Si può usare la parola “negro”? E
“nano”? O meglio, lo si può lasciare scritto nei titoli e nelle descrizioni dei
quadri esposti nei musei? Oppure si deve correggere con espressioni politicamente corrette? Il dibattito ferve
sui media occidentali da qualche settimana, da quando cioè il Rijksmuseum di
Amsterdam – che grazie alla sua collezione di Rembrandt e Vermeer è il più
importante del Paese con i suoi quasi 2,5 milioni di visitatori l’anno – ha
annunciato che appunto sta modificando i termini oggi ritenuti offensivi dalle
sue opere, tra cui anche “indiani” riferito ai nativi americani. “Noi olandesi
veniamo chiamati Kaas Kops”, “teste di formaggio”, e non ci piacerebbe trovarlo
scritto nella descrizione di un quadro”, ha dichiarato Martine Gosselink, a
capo di questo progetto. In questa polemica internazionale, il britannico Guardian ha ricordato che “pochissimi
sono gli artisti che hanno dato alle loro opere dei titoli, che invece sono di
solito poi attribuiti da storici e musei”, mentre lo spagnolo El Pais ha messo
in guardia dagli eccessi del politicamente corretto, citando anche il
“masochismo occidentale” teorizzato dal filosofo francese Pascal Bruckner in La tirannia della penitenza.

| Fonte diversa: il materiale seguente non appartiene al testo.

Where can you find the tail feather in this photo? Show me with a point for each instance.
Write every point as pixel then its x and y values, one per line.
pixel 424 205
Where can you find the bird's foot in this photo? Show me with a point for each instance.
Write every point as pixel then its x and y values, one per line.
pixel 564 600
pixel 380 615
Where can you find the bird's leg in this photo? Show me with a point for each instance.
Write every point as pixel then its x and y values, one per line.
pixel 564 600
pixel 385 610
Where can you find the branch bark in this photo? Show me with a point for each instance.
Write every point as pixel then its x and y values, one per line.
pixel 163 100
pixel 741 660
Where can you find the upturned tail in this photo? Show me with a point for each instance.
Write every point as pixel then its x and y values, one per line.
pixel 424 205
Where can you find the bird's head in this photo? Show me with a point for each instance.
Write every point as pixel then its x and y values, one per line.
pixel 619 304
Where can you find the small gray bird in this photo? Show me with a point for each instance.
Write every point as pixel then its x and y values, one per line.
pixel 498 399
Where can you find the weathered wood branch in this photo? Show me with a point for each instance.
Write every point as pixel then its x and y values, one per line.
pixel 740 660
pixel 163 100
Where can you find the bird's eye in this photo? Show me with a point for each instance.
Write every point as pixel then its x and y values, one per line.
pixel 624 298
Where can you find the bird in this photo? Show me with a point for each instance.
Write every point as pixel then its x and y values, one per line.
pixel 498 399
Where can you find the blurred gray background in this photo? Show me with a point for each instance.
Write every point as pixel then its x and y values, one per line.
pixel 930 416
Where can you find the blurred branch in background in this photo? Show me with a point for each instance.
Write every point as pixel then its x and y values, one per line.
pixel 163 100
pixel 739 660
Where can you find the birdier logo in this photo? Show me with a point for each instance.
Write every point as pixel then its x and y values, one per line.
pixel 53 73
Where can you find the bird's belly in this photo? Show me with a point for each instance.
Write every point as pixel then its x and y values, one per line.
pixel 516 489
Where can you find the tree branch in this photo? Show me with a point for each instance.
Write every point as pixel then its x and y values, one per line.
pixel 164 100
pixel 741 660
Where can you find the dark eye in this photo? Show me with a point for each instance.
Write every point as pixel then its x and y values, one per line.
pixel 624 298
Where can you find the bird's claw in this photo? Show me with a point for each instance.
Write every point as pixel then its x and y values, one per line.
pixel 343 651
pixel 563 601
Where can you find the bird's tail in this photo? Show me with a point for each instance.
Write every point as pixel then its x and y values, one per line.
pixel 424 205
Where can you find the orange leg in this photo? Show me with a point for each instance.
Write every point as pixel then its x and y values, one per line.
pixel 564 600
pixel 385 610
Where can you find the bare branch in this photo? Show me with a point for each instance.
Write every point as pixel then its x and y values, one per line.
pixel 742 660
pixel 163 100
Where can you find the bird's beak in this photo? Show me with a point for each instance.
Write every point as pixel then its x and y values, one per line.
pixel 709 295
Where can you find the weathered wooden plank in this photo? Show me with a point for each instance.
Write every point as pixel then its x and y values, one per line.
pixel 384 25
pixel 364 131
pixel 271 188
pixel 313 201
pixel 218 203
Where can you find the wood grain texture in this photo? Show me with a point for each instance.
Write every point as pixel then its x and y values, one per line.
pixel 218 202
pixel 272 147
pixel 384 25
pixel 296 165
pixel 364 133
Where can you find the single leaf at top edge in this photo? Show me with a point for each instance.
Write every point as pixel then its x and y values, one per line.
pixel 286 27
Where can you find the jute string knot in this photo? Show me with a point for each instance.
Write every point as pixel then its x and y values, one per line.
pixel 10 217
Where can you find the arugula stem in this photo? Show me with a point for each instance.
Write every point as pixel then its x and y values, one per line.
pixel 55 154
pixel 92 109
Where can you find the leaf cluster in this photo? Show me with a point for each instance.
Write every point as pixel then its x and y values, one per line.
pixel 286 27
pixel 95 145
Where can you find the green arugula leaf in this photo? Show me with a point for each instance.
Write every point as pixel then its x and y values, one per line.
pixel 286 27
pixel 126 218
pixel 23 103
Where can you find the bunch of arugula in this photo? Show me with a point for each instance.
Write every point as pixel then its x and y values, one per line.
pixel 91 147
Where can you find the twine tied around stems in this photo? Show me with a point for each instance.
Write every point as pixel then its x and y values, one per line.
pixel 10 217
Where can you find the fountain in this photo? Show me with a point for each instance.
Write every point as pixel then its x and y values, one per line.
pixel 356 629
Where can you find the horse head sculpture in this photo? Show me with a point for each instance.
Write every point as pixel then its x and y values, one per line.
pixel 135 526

Non è comunque un problema che riguarda tutti
i musei d’arte moderna. Dalla Pinacoteca di Brera, a Milano, ci spiegano per
esempio che per loro il dilemma non si pone: “La maggior parte dei nostri
dipinti è di soggetto sacro. Non abbiamo titoli “scorretti”. E che cosa ne
pensa il neodirettore degli Uffizi, il tedesco Eike Schmidt? “Laddove “esistono
titoli ormai storicizzati, per noi restano quelli”, ci spiega da Firenze: “Mi
viene in mente il famoso ritratto “double face” che abbiamo nella Sala del
Bronzino. E’ dedicato l Nano Morgante, personaggio noto della corte di Cosimo I
de’ Medici, considerato quasi di famiglia”. Conservare quelle espressioni può
essere a suo modo persino educativo, per Schmidt: “Proprio la volontà di
esporre le opere con i nomi storici, non abbelliti sotto il segno del politically correct, ricorda a tutti
l’inferiorità e la sofferenza di queste persone nei secoli passati, inducendoci
a una riflessione e a portare avanti la necessità dell’integrazione di ogni
individuo, con le proprie abilità e disabilità, nella società”.